Troubleshooting

Recovering from misconfigurations and bugs

Troubleshooting

Confidential Containers integrates several components. If you run into problems, it can sometimes be difficult to figure out what is going on or how to move forward. Here are some tips.

If you get stuck or find a bug, please make an issue on this repository or the repository for the component in question, e.g., the operator.

Kubernetes

To figure out which basic area you problem is in, first make sure that your Kubernetes cluster can schedule non-confidential workloads on your worker node. Remove the kata-* runtime class from your pod yaml and try to run a pod. If your pod still doesn’t run, please refer to a more general Kubernetes troubleshooting guide.

If your cluster is healthy but you cannot start confidential containers, you might be able get some helpful information from Kubernetes. Try kubectl describe pod <your-pod> Sometimes this will give you a useful message pointing to a failed attestation or some sort of missing environment setup. Most of the time you will see a generic message such as the following:

Failed to create pod sandbox: rpc error: code = Unknown desc = failed to create containerd task: failed to create shim: Failed to Check if grpc server is working: rpc error: code = DeadlineExceeded desc = timed out connecting to vsock 637456061:1024: unknown

Unfortunately, because this is a generic message, you’ll need to go deeper to figure out what is going on.

CoCo Debugging

A good next step is to figure out if things are breaking before or after the VM boots. You can see if there is a hypervisor process running with something like this.

ps -ef | grep qemu

If you are using a different hypervisor, adjust your command accordingly. If there are no hypervisor processes running on the worker node, the VM has either failed to start or was shutdown. If there is a hypervisor process, the problem is probably inside the guest.

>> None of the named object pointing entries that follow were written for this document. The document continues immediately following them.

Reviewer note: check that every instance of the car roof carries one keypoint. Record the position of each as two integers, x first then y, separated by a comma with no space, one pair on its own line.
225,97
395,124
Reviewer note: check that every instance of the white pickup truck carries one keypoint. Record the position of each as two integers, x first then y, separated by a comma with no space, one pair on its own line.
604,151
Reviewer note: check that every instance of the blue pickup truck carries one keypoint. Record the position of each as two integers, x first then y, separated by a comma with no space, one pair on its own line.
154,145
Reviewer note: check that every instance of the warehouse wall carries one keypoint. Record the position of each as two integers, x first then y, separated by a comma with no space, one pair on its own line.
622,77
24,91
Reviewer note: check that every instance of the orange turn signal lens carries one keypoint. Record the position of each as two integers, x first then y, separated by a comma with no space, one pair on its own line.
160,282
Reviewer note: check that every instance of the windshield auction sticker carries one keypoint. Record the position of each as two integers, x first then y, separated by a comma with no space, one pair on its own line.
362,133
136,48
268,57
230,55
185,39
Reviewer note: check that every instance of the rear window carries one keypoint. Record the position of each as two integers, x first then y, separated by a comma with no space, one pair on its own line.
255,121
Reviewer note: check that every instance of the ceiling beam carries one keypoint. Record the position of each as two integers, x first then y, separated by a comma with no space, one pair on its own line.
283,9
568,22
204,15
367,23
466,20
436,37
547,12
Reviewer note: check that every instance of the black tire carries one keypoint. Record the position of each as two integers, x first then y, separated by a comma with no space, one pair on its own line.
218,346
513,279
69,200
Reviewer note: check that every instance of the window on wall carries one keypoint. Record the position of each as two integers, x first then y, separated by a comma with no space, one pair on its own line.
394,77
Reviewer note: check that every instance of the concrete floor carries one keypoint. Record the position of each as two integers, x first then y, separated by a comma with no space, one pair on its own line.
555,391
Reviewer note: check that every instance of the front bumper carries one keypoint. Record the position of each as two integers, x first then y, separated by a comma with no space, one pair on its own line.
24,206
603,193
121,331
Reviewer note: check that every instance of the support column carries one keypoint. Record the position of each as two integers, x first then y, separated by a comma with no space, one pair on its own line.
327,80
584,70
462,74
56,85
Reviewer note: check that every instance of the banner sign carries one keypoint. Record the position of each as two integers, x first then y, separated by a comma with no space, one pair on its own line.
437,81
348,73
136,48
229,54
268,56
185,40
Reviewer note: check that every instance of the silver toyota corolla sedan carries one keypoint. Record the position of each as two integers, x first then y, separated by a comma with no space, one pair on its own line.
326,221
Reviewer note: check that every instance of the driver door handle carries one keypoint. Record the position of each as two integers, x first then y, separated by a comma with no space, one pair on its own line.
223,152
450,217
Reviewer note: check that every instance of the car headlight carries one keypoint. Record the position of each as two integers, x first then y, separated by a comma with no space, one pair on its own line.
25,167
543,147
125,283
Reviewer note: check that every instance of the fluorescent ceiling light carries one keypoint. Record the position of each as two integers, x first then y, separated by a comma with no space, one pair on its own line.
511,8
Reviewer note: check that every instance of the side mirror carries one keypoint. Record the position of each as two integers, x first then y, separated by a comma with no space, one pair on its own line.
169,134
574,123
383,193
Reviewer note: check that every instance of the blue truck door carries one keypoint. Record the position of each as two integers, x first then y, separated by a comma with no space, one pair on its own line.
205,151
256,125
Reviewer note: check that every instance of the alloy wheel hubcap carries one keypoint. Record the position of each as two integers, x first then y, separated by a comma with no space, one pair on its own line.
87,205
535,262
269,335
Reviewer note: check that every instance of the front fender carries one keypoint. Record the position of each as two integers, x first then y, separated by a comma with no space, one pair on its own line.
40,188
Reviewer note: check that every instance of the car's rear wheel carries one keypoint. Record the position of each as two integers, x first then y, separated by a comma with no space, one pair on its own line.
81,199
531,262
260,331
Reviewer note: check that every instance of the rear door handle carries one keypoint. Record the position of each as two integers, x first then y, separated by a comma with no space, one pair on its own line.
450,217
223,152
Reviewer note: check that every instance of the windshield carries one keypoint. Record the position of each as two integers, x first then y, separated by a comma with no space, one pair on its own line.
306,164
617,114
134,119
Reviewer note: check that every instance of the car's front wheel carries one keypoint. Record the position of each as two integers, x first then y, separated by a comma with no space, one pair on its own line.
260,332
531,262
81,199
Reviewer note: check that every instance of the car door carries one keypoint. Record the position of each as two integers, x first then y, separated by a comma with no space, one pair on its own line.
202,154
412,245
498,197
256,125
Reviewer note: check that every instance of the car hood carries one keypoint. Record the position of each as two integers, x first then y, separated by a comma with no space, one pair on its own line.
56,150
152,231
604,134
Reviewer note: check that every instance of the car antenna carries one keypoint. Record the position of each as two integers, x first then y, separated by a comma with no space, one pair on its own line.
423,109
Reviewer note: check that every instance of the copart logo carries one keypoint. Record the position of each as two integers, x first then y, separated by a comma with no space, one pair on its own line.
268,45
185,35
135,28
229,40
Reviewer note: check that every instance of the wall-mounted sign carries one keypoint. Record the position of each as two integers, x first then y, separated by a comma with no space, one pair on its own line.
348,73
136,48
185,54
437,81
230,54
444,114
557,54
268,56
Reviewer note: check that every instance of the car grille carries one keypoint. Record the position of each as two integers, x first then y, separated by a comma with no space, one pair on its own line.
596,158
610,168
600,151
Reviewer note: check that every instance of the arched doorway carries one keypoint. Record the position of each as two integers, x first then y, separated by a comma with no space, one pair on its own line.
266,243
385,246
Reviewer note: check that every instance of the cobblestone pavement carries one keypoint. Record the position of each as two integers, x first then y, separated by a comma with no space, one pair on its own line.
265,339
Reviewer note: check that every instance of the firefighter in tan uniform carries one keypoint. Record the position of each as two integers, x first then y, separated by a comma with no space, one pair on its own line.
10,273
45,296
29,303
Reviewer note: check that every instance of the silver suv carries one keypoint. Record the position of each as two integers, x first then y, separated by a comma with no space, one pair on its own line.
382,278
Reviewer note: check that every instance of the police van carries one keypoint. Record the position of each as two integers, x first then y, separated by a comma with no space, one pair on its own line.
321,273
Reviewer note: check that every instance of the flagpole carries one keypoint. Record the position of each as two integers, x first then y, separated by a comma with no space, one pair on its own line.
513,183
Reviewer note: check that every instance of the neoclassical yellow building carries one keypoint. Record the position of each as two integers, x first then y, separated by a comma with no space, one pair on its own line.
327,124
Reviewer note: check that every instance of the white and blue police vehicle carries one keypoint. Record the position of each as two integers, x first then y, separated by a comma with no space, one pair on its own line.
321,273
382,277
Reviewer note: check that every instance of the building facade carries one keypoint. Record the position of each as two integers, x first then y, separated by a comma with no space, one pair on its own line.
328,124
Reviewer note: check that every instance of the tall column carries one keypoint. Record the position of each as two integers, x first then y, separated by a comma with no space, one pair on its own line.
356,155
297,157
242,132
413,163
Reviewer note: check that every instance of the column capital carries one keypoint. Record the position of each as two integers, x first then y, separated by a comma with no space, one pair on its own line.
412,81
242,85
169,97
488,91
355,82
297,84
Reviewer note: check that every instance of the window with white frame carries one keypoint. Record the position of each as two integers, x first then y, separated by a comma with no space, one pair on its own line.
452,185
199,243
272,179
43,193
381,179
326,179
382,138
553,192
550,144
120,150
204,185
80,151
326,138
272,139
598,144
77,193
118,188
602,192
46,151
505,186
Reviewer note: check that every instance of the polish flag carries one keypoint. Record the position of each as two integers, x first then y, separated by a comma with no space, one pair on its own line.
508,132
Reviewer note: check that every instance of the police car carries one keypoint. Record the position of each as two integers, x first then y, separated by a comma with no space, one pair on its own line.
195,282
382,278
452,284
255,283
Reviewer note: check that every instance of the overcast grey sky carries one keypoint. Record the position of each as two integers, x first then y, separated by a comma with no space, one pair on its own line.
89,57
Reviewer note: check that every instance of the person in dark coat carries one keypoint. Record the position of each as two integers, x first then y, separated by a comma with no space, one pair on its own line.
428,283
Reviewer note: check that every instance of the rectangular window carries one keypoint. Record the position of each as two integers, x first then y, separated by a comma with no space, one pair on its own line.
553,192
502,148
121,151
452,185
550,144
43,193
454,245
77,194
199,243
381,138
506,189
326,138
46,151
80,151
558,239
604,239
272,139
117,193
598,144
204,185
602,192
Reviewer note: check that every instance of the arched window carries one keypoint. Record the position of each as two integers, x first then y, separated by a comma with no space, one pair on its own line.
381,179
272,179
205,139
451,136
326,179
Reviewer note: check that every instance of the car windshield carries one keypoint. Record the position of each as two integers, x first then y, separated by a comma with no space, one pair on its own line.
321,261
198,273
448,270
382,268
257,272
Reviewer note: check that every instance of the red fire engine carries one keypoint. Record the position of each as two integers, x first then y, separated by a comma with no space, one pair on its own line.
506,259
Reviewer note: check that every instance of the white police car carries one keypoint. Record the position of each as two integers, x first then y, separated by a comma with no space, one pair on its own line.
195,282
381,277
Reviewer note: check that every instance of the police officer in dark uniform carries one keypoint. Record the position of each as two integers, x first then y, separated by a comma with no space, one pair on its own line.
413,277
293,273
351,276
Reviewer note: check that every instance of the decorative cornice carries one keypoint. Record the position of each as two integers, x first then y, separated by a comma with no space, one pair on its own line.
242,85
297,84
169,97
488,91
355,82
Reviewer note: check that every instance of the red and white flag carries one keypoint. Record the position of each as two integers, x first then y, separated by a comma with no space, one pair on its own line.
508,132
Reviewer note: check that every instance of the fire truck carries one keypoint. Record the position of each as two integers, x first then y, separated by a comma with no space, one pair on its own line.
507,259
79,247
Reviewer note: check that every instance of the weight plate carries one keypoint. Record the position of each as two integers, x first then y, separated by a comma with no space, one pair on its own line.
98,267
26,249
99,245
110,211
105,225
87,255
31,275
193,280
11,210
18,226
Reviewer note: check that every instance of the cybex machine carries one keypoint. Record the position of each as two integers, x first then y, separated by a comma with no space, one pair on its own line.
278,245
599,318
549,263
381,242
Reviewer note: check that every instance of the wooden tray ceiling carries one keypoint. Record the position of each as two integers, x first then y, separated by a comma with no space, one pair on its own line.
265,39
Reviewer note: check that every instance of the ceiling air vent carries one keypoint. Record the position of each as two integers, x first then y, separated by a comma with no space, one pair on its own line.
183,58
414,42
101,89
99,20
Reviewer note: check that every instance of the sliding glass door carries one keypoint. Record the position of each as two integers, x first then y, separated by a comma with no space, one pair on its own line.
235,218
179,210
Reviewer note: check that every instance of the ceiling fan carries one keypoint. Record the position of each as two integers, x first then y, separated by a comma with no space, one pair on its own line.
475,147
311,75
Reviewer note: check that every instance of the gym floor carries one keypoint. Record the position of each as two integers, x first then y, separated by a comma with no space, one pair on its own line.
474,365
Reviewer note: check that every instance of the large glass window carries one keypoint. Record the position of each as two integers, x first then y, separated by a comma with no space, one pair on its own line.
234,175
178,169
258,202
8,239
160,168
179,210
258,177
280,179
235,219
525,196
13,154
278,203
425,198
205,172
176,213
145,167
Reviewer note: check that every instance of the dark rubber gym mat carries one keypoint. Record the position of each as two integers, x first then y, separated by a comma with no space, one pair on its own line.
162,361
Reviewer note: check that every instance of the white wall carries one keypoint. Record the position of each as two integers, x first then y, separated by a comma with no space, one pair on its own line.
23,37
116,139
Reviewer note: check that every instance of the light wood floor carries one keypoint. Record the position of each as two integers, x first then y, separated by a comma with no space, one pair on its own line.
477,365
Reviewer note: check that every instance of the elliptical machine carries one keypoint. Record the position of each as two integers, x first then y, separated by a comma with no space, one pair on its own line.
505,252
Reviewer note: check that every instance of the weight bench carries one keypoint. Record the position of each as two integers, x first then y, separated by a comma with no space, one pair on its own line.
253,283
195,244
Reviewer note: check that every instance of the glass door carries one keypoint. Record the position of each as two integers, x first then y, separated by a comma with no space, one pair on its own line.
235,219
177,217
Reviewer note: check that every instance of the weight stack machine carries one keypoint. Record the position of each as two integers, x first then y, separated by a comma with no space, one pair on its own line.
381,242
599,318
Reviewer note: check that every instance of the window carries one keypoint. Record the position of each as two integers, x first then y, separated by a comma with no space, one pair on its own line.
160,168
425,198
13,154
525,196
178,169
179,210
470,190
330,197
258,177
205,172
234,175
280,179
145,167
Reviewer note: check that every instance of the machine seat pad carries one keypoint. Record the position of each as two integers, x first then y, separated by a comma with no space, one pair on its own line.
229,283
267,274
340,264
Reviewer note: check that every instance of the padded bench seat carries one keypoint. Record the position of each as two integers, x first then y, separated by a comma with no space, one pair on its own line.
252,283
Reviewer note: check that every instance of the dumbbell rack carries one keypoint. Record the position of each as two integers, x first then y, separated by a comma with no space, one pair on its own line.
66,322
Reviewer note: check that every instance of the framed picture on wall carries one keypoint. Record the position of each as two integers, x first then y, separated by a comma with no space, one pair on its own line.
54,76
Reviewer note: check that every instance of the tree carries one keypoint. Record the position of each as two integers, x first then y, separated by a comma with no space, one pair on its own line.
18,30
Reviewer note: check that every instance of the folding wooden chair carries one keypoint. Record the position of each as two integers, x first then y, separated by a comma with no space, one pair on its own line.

Now is a good time to enable debug output for Kata and containerd. To do this, first look at the containerd config file located at /etc/containerd/config.toml. At the bottom of the file there should be a section for each runtime class. For example:

[plugins."io.containerd.grpc.v1.cri".containerd.runtimes.kata-qemu-sev]
  cri_handler = "cc"
  runtime_type = "io.containerd.kata-qemu-sev.v2"
  privileged_without_host_devices = true
  pod_annotations = ["io.katacontainers.*"]
  [plugins."io.containerd.grpc.v1.cri".containerd.runtimes.kata-qemu-sev.options]
    ConfigPath = "/opt/confidential-containers/share/defaults/kata-containers/configuration-qemu-sev.toml"

The ConfigPath entry on the final line shows the path to the Kata configuration file that will be used for that runtime class.

While you are looking at the containerd config, find the [debug] section near the top and set level to debug. Make sure to restart containerd after editing the containerd config file. You can do this with sudo systemctl restart containerd.

Now go to the Kata config file that matches your runtime class and enable every debug option available. You do not need to restart any daemons when changing the Kata config file; just run another pod or hope that Kubernetes restarts your existing pod. Note that enabling debug options in the Kata config file can change the attestation evidence of a confidential guest.

Now you should be able to view logs from containerd with the following:

sudo journalctl -xeu containerd

Kata writes many messages to this log. It’s good to know what you’re looking for. There are many generic messages that are insignificant, often arising from a VM not shutting down cleanly after an unrelated issue.

VM Doesn’t Start

If the VM has failed to start, you might have a problem with confidential computing support on your worker node. Make sure that you can start confidential VMs without confidential containers.

Check the containerd log for any obvious errors regarding VM boot. Try searching the log for the string error or for the name of your hypervisor i.e. qemu or qemu-system-x86_64.

If there are no obvious errors, try finding the hypervisor command line. This should be in the containerd log if you have enabled debug messages correctly.

It might be tempting to try running the hypervisor command directly from the command line, but this usually isn’t productive. Instead, try starting a standalone VM using the same kernel, initrd/disk, command line, firmware, and hypervisor that Kata uses. This might uncover some kind of system misconfiguration. You can also find these values in the Kata config file, but looking in the log is more direct.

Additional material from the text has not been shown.